For well-showing the minimum of the LF for each model according to the number of hidden neurons, the LF evolution is separated in two different figures. These Figs. 3 and 4 show the LF evolution according to the structure of the neural model on the same database. The model M ny.nu.nh indicates a neural model with ny outputs, nu inputs and nh hidden neurons. The M3.2.10 model exhibits the lowest LF. In fact, the optimal result of the test set is obtained for ten neurons in the hidden layer, a choice that is justified by the absence of improvement of the model beyond this value. However, this model may not be the best choice, because there is a trade-off between the model complexity (i.e., size) and accuracy. A small decrease in the LF may be rejected if it is at the expense of enlarging the model size. Thus, the decision procedure for selecting a parsimonious model using the LF consists in deciding for each increase in model order whether any reductions in the LF are worth the expense of a larger model. The difficult trade-off between model accuracy and complexity can be clarified by using model parsimony indices from linear estimation theory (Ljung 1999), such as Aikeke’s information criterion (AIC), Rissanen’s minimum description length (MDL) and Bayesian information criterion (BIC). The validation phase thus makes it possible to distinguish the model describing correctly the dynamic behavior of the process. These statistical criteria are defined as follows:

$${\rm AIC} = {\rm ln} {\left({\frac{N}{2}{\rm LF}} \right)} + \frac{{2n_{w}}}{N}$$

(18)

$${\rm MDL} = {\rm ln} {\left({\frac{N}{2}{\rm LF}} \right)} + \frac{{2n_{w} {\rm ln} (N)}}{N}$$

(19)

$${\rm BIC} = {\rm ln} {\left({\frac{N}{2}{\rm LF}} \right)} + \frac{{n_{w} {\rm ln} (N)}}{N}$$

(20)

where n _w is the number of model parameters (weights in a neural network).

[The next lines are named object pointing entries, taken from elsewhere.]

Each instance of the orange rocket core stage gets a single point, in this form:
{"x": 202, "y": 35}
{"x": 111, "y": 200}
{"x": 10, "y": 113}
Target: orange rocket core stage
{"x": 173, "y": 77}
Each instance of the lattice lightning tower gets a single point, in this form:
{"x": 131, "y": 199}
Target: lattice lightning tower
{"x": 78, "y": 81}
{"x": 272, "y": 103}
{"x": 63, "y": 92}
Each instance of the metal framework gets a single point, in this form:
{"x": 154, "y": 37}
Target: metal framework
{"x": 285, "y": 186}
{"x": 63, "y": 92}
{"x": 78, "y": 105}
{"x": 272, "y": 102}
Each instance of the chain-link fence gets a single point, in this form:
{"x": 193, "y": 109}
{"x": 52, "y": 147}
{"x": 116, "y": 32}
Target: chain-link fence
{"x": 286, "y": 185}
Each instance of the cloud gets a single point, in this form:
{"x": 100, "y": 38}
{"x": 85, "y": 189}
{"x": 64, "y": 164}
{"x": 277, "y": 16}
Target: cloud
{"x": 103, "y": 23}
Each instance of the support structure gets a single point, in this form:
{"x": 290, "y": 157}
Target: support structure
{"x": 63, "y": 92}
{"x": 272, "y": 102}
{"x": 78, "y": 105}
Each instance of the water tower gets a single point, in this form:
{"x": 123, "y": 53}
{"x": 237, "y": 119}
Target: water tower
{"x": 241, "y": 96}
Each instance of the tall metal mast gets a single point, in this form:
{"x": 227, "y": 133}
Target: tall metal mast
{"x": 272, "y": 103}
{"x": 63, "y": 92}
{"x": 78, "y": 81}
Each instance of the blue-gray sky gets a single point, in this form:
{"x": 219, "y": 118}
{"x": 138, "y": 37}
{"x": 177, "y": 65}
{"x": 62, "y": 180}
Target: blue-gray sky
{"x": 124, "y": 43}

Hence, the AIC, MDL and BIC are weighted functions of the LF, which penalize for reductions in the prediction errors at the expense of increasing model complexity (i.e., model order and number of parameters). Strict application of these statistical criteria means that the model structure with the minimum AIC, MDL or BIC is selected as a parsimonious structure. However, in practice, engineering judgment may need to be exercised. The Fig. 5 shows the evolution of AIC, MDL and BIC criteria according the LF minimum for each model.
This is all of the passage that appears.